I'm no fan of PSA's tactical approach to the game but he certainly has a case when complaining about the limited preparation time afforded to the French staff. If the XV de France's fortunes are to improve, massive change is needed in the management of their Test players.
In essence, the club v country power struggle has resulted in France's authorities orchestrating a huge disadvantage for their national side.
Whereas other countries work with squads of 30 or 32 players until at least the Wednesday before each Test, France's coaches are only allowed to call up the matchday 23. If a player is struggling with injury and is unable to train, the coaches may not call up a replacement unless the injured player is released, even if that player is likely to recover in time for the weekend. The result is that the team often cannot do drills properly because they simply don't have enough players.

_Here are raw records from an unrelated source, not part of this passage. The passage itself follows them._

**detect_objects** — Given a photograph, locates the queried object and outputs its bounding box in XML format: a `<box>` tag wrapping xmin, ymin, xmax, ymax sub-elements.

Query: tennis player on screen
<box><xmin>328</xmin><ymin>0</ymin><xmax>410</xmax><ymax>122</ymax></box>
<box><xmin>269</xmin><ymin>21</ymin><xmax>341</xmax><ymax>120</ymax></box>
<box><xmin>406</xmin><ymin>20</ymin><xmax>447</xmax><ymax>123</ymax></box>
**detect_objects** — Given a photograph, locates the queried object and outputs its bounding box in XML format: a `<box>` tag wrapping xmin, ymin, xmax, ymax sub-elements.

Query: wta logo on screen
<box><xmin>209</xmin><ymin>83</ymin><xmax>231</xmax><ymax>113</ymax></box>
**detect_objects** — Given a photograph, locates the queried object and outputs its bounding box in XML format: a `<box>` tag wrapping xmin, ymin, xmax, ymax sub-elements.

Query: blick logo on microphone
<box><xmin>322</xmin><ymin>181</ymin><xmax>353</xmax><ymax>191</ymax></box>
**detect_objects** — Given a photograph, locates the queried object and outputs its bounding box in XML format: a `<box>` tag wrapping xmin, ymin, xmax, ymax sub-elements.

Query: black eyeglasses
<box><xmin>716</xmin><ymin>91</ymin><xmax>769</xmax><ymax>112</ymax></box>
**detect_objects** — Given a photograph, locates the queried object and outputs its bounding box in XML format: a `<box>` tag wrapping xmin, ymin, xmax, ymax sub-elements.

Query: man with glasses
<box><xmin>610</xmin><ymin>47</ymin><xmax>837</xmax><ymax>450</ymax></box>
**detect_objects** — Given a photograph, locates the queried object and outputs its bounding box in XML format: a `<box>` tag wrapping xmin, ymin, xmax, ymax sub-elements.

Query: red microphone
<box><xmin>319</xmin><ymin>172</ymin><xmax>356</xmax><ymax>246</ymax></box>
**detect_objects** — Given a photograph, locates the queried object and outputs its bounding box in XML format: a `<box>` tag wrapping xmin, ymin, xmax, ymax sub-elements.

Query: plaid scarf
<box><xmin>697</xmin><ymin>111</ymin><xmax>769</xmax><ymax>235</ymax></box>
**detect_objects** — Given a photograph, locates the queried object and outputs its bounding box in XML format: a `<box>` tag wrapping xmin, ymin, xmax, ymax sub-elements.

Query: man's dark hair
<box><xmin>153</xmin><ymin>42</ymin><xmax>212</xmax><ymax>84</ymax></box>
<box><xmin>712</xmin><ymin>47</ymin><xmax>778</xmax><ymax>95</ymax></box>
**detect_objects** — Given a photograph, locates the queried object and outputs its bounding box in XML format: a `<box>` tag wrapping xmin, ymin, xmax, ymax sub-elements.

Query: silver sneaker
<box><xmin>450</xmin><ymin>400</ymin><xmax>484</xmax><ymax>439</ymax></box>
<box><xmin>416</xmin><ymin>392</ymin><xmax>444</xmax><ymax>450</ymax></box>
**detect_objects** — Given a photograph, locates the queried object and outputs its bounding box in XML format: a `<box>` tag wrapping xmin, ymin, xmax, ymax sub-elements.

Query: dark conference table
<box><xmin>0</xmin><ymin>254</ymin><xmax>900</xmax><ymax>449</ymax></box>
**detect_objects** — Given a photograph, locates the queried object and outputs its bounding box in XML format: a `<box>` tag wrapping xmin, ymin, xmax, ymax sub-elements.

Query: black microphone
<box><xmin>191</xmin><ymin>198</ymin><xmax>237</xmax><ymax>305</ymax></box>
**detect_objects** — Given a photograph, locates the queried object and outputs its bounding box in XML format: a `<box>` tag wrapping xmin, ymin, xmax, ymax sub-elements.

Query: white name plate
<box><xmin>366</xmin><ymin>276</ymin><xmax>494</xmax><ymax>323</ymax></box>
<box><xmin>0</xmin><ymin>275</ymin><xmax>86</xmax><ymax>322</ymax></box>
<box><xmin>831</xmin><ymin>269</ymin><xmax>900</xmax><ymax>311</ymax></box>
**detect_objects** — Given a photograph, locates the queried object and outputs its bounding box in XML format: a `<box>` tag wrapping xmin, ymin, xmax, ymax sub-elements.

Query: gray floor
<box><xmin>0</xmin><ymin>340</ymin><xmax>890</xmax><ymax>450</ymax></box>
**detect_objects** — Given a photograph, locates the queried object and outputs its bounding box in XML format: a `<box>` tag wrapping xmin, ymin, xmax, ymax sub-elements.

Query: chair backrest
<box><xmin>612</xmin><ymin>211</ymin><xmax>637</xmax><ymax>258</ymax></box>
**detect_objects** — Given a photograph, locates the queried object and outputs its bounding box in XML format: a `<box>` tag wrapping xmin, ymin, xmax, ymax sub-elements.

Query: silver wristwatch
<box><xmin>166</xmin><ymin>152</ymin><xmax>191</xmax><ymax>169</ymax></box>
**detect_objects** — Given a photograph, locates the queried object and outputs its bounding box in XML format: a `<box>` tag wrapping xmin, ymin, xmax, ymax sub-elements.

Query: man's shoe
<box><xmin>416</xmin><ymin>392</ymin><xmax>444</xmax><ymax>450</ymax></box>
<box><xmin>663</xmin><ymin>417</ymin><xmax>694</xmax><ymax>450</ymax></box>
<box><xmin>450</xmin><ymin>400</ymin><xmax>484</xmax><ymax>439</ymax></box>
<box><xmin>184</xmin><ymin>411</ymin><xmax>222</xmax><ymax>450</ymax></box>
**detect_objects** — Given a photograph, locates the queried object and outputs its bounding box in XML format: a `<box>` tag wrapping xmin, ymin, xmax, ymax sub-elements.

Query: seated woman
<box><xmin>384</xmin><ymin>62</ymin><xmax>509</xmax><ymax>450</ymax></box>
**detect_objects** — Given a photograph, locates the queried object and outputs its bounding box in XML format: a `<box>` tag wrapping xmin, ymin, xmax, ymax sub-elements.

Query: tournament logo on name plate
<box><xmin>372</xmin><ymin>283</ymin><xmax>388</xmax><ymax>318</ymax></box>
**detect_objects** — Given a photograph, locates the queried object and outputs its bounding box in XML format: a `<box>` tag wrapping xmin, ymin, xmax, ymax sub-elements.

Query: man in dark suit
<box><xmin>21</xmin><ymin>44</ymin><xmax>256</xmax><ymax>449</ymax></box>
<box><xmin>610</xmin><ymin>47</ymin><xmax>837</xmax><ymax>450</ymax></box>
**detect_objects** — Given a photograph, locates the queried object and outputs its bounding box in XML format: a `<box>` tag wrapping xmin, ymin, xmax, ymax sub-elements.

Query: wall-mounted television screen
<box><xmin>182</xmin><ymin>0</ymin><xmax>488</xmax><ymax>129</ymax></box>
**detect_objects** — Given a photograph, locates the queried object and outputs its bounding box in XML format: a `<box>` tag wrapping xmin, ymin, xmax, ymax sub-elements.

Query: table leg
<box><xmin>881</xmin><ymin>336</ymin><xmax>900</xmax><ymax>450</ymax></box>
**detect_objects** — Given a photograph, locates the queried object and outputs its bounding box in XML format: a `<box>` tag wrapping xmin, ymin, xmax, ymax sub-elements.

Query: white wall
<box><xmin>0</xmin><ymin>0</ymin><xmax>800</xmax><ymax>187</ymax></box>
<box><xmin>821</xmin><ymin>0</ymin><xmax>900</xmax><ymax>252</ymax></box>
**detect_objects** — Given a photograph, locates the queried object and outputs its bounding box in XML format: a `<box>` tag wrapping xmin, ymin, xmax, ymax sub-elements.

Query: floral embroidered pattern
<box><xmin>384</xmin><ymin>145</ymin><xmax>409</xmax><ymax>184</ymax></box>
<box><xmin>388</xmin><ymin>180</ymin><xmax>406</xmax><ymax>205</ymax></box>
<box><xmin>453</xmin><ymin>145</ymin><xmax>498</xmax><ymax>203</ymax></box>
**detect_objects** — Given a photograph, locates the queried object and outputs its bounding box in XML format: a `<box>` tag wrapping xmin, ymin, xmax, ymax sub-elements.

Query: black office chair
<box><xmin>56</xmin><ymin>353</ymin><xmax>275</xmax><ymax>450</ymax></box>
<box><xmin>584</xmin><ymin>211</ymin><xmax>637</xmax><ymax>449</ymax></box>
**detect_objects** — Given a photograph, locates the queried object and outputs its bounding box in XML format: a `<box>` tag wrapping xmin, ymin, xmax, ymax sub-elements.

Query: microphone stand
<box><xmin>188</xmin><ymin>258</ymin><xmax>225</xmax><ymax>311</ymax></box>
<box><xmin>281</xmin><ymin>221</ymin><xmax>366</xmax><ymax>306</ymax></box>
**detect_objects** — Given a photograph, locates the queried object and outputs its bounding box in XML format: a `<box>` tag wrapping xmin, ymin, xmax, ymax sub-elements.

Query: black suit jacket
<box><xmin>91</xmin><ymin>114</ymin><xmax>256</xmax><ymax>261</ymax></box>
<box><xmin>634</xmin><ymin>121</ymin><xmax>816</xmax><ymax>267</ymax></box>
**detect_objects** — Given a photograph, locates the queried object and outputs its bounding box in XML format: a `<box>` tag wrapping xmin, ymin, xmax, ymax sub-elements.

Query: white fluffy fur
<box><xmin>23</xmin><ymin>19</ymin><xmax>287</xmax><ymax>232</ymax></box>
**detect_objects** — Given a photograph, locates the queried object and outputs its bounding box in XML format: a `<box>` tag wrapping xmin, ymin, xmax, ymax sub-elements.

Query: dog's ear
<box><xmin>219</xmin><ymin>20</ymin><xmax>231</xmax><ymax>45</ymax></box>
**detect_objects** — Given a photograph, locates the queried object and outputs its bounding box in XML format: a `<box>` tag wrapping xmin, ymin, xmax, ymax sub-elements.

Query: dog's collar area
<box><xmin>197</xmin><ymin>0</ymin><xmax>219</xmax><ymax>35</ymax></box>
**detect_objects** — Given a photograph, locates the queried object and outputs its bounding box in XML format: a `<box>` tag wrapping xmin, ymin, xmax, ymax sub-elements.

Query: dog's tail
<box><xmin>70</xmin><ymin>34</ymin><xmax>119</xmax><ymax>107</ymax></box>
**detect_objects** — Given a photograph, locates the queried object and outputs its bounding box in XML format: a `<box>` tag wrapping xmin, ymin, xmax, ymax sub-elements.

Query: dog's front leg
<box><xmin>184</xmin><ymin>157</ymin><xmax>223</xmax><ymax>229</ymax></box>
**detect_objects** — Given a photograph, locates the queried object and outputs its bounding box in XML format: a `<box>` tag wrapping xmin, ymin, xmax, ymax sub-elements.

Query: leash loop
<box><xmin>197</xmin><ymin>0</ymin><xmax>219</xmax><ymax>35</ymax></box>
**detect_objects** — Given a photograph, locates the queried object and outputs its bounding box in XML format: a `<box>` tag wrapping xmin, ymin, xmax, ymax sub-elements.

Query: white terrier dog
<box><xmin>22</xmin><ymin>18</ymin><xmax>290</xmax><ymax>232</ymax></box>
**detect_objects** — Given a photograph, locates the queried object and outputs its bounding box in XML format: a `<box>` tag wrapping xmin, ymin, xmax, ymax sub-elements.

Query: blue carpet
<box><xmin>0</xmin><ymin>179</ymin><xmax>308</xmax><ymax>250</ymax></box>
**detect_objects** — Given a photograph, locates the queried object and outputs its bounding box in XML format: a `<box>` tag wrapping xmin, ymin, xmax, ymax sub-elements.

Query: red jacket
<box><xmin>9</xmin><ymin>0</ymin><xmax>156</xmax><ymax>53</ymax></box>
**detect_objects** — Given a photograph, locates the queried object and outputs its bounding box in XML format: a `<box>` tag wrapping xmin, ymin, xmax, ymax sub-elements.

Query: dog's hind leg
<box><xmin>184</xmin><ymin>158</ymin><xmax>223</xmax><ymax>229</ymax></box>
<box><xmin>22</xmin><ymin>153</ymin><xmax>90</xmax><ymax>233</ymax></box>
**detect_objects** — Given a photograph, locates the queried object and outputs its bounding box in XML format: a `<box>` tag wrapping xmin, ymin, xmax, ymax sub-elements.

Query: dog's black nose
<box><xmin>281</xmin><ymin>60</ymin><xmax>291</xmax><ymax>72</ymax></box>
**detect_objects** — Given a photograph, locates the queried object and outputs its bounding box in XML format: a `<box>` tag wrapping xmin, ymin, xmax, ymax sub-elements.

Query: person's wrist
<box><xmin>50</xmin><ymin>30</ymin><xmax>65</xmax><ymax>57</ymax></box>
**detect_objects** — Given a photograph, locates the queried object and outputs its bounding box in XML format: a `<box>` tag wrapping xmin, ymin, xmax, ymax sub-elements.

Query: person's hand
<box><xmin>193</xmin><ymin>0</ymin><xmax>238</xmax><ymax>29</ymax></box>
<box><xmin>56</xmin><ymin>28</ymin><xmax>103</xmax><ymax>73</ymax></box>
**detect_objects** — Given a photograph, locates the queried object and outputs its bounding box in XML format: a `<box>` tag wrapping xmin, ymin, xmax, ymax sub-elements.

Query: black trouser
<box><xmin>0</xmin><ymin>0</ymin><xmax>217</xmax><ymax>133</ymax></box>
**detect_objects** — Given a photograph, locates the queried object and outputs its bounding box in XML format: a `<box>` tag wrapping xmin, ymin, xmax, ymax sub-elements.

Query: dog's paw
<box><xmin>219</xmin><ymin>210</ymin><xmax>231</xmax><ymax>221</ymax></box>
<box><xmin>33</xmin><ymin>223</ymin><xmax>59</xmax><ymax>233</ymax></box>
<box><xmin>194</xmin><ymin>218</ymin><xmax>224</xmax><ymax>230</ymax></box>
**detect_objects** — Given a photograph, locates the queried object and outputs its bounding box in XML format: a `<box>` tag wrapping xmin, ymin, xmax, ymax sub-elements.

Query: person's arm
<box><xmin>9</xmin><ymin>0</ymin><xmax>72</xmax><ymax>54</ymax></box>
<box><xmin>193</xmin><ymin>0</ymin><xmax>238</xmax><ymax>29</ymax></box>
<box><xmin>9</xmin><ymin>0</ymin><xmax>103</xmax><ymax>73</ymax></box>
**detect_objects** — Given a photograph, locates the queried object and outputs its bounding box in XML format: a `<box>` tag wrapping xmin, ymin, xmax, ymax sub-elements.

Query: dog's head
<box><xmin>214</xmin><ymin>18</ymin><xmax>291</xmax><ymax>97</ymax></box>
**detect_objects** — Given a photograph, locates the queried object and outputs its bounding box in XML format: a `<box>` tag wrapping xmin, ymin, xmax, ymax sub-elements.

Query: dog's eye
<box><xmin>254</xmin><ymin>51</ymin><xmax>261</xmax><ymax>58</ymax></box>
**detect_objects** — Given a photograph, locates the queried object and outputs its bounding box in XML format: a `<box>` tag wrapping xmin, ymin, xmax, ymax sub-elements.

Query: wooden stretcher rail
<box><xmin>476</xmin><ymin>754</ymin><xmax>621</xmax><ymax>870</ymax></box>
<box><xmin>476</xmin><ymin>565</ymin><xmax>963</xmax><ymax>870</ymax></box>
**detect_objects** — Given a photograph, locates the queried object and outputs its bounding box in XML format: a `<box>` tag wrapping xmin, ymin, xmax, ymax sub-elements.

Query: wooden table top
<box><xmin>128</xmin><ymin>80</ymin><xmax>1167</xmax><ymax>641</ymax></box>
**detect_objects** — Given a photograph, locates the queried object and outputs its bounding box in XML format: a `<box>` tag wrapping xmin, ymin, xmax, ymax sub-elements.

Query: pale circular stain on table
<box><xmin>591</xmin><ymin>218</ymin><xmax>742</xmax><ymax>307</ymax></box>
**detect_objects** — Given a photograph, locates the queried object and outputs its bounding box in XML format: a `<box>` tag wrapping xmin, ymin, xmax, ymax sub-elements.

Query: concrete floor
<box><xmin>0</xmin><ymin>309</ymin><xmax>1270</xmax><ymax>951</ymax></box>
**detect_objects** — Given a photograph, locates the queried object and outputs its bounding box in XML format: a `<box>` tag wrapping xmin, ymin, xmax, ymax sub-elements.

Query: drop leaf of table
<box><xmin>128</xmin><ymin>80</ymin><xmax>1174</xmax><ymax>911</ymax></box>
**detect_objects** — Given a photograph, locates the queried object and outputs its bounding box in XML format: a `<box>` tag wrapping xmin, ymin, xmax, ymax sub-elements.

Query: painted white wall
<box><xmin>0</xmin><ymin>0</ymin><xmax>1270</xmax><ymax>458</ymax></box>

On a recent television chat show, forward's coach Yannick Bru lamented the situation where Scotland were able to do training sessions with 20 forwards while les Bleus only ever have a maximum of 13 at their disposal. Add the inevitable injury or two to the mix and it is impossible to do basic things like practice line-outs against real opposition rather than imaginary jumpers.
While England's players are not allowed to play for their clubs 13 days before a Test, the French staff often receive a bruised and battered rabble at the airport on a Sunday morning following a weekend of Top 14 games, just six days before the following Saturday's Test. (This season's Top 14 Final is on the Saturday preceding the first Test of the June tour of New Zealand).
The situation is farcical.
Negotiations are underway to improve the national team's working conditions but considering the weight France's clubs pull and the fact that LNR president Paul Goze is in favour of the ludicrous idea of expanding the national league to 16 teams, further cluttering the calendar and increasing workloads, just how much will change remains to be seen.
Blaming the prevalence of ageing foreigners in the Top 14 is disingenuous because there is no lack of quality French (or French-qualified) players. Perplexing as PSA's persistence with Frédéric Michalak at fly-half was, those blaming the pivot for France's woes would do well to recall the numerous times he has been a match-winner in the 10 jersey for France, Toulouse, the Sharks and now Toulon. He didn't turn bad overnight. The debate over whether Michalak or François Trinh-Duc - who is an equally talented playmaker - directs traffic for les Bleus seems almost irrelevant unless France can sort out the deeper-seated issues within the national structure.
There is as much work to be done in the boardroom as on the pitch.